The diligent ladies of the housekeeping staff in the hostel had washed the entire staircase from the ground floor to the second floor. I had had a long tiring day at college and was returning to my room dreaming of the luxury of my bed. After all, at the end of a hectic day, all you need to do is plunge into the bed and close your eyes. That’s it; heaven! As I took slow heavy steps towards my room, a faint scent arose from the stairs and struck my nose. It was familiar but faint. I took a deep long breath to get some more of it. This time, it was strong enough to push me down the memory lane. I closed my eyes as I breathed the scented air.

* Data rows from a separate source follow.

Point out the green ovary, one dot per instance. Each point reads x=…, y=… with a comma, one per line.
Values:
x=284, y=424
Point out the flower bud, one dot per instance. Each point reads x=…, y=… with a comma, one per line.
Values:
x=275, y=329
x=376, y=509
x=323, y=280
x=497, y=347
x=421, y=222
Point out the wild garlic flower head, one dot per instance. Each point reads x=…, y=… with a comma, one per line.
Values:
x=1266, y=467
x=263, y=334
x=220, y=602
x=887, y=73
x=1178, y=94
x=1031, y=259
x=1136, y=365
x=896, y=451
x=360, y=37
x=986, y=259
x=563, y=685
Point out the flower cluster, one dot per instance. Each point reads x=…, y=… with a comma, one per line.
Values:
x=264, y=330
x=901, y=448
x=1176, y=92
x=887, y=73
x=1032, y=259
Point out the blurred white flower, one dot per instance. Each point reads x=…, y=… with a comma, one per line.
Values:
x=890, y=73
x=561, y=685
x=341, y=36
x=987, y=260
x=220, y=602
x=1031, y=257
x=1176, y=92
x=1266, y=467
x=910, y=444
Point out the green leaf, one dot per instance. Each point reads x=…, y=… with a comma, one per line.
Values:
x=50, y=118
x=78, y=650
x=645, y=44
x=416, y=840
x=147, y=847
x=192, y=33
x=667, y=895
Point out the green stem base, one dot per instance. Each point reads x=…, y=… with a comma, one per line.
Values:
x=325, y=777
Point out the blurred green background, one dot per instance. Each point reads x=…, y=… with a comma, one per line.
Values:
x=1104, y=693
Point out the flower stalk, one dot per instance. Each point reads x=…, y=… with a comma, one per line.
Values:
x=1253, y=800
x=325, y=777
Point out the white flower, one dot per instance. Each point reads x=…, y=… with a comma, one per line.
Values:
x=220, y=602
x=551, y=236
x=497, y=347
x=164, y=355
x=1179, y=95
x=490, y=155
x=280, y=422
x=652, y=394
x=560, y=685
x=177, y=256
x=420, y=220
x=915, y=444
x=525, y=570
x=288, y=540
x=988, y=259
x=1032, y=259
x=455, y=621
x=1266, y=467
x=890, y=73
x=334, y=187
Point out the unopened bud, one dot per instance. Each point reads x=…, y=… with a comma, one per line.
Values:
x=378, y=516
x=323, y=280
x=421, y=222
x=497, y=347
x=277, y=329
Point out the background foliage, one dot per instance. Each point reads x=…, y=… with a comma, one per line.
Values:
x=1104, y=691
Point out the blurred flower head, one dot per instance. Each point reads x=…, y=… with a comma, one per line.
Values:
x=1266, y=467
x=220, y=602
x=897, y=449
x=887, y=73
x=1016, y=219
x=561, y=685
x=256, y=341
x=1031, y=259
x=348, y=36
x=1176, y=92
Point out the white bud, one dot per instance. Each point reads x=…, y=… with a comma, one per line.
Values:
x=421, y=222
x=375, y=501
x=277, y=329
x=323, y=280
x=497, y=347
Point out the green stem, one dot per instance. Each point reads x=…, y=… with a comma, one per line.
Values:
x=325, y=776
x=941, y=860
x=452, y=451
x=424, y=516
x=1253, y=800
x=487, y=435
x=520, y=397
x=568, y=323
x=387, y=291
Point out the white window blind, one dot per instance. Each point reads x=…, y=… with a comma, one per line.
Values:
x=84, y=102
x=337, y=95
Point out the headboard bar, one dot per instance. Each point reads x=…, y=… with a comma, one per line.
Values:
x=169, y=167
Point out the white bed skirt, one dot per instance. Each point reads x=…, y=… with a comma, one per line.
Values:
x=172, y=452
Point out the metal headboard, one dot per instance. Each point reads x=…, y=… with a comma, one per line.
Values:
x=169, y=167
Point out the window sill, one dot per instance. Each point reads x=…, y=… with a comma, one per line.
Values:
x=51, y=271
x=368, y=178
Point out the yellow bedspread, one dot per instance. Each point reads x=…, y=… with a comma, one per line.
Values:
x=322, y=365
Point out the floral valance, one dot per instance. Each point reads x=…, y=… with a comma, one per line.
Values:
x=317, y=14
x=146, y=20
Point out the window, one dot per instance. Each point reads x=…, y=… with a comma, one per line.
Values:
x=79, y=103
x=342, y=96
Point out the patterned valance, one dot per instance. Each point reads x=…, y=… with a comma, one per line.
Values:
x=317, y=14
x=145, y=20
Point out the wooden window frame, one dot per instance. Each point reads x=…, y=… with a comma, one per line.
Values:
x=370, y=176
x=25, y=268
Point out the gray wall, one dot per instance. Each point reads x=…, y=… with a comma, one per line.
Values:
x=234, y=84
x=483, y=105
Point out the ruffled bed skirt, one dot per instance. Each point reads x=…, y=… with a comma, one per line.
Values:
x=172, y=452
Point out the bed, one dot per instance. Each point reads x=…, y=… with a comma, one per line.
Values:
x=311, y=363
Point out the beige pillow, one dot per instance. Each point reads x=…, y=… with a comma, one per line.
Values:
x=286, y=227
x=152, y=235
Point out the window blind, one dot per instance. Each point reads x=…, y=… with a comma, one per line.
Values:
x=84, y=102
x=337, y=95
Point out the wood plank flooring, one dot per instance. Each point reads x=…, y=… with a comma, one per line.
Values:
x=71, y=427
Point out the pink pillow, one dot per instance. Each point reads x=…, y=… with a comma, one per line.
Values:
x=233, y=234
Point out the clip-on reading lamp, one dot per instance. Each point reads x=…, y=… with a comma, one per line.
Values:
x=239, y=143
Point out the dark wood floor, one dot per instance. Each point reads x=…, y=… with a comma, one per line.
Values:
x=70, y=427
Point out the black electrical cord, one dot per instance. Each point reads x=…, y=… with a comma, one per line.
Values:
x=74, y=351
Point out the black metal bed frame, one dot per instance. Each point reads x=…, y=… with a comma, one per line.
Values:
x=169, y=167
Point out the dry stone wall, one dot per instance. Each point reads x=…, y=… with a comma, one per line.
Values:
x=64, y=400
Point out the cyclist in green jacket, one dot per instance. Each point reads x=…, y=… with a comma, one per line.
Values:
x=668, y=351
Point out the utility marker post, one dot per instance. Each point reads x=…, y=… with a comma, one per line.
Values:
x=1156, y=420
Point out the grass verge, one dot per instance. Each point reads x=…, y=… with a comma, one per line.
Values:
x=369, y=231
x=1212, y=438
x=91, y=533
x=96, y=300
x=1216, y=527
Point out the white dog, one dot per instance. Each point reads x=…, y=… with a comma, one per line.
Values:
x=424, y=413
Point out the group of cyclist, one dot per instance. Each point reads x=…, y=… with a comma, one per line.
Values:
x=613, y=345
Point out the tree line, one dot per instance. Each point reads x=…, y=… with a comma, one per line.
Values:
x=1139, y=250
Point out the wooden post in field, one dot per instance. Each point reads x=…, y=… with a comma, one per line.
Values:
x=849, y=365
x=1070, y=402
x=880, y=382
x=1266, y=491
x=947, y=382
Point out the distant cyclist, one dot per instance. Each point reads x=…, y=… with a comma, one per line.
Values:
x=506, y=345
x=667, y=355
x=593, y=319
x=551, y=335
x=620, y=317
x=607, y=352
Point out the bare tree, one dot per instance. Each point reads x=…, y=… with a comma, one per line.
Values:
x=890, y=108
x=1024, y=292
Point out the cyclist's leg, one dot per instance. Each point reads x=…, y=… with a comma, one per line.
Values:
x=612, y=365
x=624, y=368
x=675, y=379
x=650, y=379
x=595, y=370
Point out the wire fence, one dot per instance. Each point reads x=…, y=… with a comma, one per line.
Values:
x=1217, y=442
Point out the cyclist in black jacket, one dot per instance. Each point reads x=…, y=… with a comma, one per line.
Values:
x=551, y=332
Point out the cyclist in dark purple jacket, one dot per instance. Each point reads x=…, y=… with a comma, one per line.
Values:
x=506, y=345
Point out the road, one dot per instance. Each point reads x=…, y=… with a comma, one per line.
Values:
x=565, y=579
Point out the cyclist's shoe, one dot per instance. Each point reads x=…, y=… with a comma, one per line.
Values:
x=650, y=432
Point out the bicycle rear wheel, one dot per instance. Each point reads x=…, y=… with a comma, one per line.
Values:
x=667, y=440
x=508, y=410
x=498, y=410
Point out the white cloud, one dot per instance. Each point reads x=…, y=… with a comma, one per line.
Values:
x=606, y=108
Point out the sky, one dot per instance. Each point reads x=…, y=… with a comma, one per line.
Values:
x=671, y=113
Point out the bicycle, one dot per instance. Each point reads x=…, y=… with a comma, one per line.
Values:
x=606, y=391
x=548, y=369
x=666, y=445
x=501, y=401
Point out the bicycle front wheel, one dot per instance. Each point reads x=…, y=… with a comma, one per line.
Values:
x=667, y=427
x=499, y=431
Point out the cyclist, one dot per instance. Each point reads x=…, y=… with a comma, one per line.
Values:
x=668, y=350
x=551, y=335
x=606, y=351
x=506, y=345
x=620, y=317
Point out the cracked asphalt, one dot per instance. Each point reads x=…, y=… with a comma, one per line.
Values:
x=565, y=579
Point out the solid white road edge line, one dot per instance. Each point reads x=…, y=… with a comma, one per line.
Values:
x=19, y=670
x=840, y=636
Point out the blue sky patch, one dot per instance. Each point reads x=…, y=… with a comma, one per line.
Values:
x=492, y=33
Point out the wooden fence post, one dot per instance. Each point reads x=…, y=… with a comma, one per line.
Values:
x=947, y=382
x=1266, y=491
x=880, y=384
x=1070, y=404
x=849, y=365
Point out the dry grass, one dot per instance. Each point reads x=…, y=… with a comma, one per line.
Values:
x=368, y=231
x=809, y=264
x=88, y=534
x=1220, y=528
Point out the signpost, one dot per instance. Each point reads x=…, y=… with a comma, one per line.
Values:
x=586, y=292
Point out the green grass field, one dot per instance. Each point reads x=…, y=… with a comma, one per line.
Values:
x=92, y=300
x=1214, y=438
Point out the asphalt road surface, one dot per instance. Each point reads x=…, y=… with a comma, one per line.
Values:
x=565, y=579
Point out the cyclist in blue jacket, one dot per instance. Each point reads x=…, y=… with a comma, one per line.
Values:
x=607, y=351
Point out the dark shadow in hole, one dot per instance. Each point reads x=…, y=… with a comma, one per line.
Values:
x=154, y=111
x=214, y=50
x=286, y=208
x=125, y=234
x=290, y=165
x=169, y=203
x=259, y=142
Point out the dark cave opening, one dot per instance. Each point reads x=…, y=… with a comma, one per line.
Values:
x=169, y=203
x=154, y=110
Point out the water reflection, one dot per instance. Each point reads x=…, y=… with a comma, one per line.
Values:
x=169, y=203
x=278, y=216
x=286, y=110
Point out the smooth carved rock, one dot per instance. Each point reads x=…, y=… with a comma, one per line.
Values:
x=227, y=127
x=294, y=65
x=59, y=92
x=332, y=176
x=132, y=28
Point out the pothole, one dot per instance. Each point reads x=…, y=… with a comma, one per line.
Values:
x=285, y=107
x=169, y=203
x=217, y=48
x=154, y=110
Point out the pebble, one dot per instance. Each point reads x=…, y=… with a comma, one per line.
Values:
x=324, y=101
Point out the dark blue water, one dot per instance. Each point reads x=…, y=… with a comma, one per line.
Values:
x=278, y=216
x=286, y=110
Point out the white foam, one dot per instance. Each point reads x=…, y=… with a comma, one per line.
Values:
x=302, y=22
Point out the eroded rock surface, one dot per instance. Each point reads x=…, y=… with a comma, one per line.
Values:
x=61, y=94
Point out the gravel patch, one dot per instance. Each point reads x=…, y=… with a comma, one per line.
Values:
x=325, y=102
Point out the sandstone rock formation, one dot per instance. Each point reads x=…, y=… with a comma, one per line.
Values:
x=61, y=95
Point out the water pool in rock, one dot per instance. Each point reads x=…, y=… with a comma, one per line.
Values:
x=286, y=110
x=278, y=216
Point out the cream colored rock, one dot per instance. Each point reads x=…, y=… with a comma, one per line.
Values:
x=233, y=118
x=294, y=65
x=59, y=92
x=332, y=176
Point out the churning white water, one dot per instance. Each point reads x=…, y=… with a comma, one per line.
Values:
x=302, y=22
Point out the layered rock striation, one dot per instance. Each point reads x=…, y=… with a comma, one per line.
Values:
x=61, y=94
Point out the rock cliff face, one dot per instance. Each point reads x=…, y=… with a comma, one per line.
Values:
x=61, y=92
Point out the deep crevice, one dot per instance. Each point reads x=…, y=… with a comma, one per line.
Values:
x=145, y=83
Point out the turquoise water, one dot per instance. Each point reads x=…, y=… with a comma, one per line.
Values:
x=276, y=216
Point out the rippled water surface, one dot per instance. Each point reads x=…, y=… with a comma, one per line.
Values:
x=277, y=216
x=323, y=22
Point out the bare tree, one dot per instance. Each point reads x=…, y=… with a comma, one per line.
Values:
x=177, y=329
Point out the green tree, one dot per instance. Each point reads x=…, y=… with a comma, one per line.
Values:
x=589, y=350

All I could see now was a long narrow hall that had seen generations pass by, with old greenish walls, its plaster coming off at places. These walls had witnessed the royal family and an extravagant zamindari affluence till late. Now, there was just darkness, which would shy away only when the sun shone from the twin windows that faced the vegetable garden, or when the dim yellow zero watt bulb lit up at the end of the hall, occasionally in the evenings. The wood used to make those twin windows and the petite door at the entrance, have stayed intact for over a century now. On either side of the hall, my grandmother’s treasured collection of clay toys from Dadri Mela, Banarasi saris, local jewellery, hand loomed cotton clothes, and huge jars of mouth-watering pickles were stored in big steel trunks. All of it would show up only when we all gathered at her place during the summer or winter vacations. Before and after that, she ensured that everything stayed safe for her dear children. The hall, more appropriately referred to as the storeroom, generally remains closed, so when you open it up in an attempt to steal some of your favourite candies, you could smell enough of the naphthalene balls and slightly damped walls near the windows. This fragrance was the same as at the stairway that I stood upon. With my eyes closed, every breath had my mind run farther in time. It had been hardly two seconds and I thought of so many lovely things. Yes! That’s what fragrances do to you.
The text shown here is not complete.